Hi! Im trying to use The Great Expectations task i...
# ask-community
j
Hi! Im trying to use The Great Expectations task in our Prefect workflow running on prefect server in kubernetes. I'm struggling with providing a data context. Since the ge.data_context.DataContext object can not be serialized with cloudpickle, I cannot initialize it in one task and pass it on to the RunGreatExpectationsValidation task. Any one knowing of a solution to pass such an object between tasks?
a
Hi @Johan Wåhlin, what Prefect version do you use? I remember some older version had issues with this task. And you’re absolutely right that this object can’t be serialized. Can you try initialize this context separately in both tasks?

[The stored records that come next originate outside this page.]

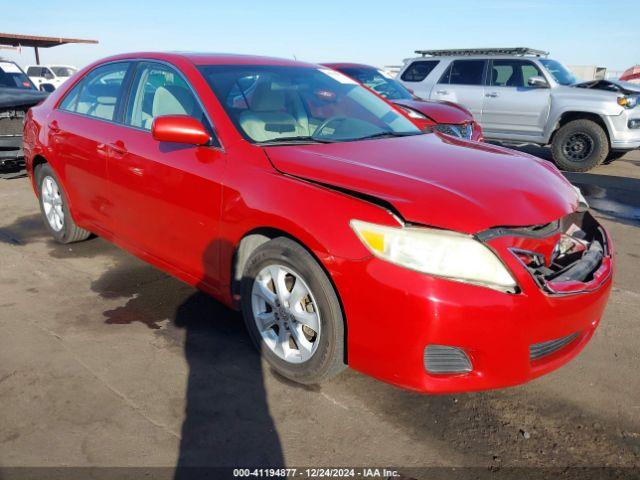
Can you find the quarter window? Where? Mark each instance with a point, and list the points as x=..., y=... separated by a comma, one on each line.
x=513, y=73
x=465, y=72
x=98, y=93
x=159, y=90
x=419, y=70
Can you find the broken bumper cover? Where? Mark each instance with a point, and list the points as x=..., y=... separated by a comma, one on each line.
x=508, y=339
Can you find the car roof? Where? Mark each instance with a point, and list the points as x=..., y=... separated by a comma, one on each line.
x=203, y=58
x=338, y=66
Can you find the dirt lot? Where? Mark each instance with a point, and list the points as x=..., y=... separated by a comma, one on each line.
x=105, y=361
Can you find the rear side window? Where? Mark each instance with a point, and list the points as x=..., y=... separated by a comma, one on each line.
x=465, y=72
x=419, y=70
x=513, y=73
x=98, y=93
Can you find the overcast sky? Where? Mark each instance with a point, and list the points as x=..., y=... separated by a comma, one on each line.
x=577, y=32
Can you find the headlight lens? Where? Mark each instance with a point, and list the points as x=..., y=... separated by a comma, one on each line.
x=437, y=252
x=412, y=113
x=628, y=102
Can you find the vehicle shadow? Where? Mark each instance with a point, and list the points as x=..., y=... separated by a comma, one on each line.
x=227, y=421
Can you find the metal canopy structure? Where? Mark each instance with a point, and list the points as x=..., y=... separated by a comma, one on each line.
x=14, y=40
x=482, y=51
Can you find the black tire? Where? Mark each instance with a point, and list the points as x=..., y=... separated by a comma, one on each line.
x=615, y=155
x=328, y=359
x=69, y=232
x=579, y=146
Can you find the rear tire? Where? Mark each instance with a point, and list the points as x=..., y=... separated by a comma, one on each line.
x=55, y=207
x=271, y=313
x=579, y=146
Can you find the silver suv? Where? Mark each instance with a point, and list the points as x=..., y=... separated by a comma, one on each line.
x=520, y=96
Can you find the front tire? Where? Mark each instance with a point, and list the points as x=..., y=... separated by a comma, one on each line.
x=579, y=146
x=292, y=312
x=55, y=207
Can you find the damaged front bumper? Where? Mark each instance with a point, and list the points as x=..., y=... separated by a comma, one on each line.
x=403, y=320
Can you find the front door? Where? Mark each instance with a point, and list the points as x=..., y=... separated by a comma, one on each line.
x=463, y=83
x=512, y=108
x=167, y=196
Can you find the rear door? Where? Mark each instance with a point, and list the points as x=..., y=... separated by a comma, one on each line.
x=512, y=108
x=166, y=196
x=463, y=82
x=82, y=128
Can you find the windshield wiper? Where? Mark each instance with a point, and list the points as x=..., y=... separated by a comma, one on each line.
x=297, y=139
x=389, y=134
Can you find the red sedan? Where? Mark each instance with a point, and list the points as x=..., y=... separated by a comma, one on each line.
x=345, y=234
x=445, y=117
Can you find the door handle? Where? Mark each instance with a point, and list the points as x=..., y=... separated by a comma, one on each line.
x=118, y=148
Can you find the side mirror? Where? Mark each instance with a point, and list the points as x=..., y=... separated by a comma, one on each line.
x=538, y=82
x=179, y=129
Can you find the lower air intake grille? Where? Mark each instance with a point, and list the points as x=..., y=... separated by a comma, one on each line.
x=442, y=359
x=539, y=350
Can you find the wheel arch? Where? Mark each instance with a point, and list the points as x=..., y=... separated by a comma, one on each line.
x=571, y=115
x=261, y=235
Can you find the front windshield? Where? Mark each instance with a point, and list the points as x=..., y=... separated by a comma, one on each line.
x=282, y=104
x=379, y=82
x=63, y=71
x=560, y=73
x=12, y=77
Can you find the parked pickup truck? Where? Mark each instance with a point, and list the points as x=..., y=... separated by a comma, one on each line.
x=520, y=96
x=17, y=95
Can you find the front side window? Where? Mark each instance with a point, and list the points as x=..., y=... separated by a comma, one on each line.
x=465, y=72
x=559, y=72
x=513, y=73
x=98, y=93
x=379, y=82
x=12, y=77
x=159, y=90
x=419, y=70
x=288, y=104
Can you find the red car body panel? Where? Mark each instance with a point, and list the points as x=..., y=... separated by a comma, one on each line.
x=186, y=209
x=435, y=111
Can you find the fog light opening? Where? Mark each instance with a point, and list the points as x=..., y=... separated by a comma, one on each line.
x=441, y=359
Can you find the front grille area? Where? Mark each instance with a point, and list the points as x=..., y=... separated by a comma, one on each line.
x=443, y=359
x=539, y=350
x=464, y=131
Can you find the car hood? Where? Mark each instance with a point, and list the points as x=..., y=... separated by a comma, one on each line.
x=436, y=180
x=17, y=97
x=439, y=112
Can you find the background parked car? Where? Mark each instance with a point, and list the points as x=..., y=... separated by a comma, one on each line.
x=17, y=95
x=445, y=117
x=50, y=77
x=520, y=96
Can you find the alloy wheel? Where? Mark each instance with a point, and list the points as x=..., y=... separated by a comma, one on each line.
x=286, y=313
x=52, y=203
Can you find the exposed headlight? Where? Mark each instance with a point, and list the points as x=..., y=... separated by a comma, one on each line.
x=582, y=202
x=412, y=113
x=628, y=101
x=436, y=252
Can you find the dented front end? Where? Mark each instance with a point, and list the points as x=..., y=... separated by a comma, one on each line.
x=570, y=255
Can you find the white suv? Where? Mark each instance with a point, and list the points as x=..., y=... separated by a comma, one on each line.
x=520, y=96
x=49, y=77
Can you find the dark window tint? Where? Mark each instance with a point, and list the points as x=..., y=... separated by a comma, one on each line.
x=160, y=90
x=513, y=73
x=465, y=72
x=419, y=70
x=98, y=93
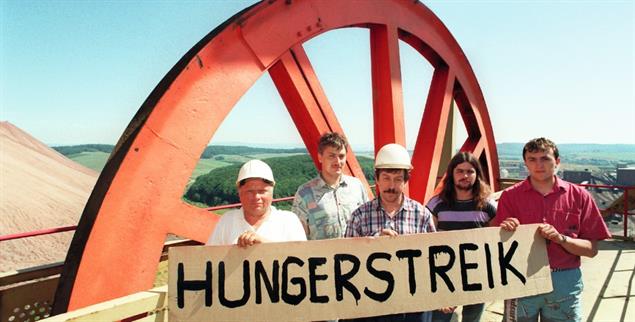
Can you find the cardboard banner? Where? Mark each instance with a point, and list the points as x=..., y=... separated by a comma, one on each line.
x=359, y=277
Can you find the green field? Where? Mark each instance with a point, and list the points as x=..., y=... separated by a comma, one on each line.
x=97, y=161
x=92, y=160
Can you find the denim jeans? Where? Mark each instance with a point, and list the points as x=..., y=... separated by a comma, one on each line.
x=469, y=313
x=564, y=303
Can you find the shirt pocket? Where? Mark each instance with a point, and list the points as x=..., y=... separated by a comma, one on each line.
x=567, y=222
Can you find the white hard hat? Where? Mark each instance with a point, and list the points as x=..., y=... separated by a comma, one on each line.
x=255, y=169
x=393, y=156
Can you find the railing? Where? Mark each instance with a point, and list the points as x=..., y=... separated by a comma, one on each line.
x=27, y=295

@Johan Wåhlin I’m not a GE expert, but you could probably skip the DataContext initialization, as long as you have a pre-configured checkpoint. The Prefect task accepts that. Do you use their v2 or v3 API?
j
Thanks @Anna Geller. Using Prefect 0.15.6 and GE API v3. I'd have to rewrite the RunGreatExpectationsValidation class in order to initialize the data-context using the DataContextConfig which worked locally. I'll give it a try using a checkpoint as you suggested instead.
👍 1
k
Yeah the current task is not up to date since v2 was the
batch_kwargs
API and v3 is the
batch_request
. We currently are looking for people who could contribute an updated task for the v3. Would you be interested? 😄 You are definitely right though that the
DataContext()
would have to be instantiated inside, but you might be also able to provide the
context_root_dir
?
😬 1
j
I might not be the right person for this, at least not just yet. Ended up writing my own class, which initializes a context to test in-memory data based on a GE DataContextConfig object. We hope to continue using the combination of Prefect and GE, and as we learn more I might be more comfortable in contributing :)
upvote 1
And, of course. Thanks for your help and suggestions, really appreciate it!
👍 1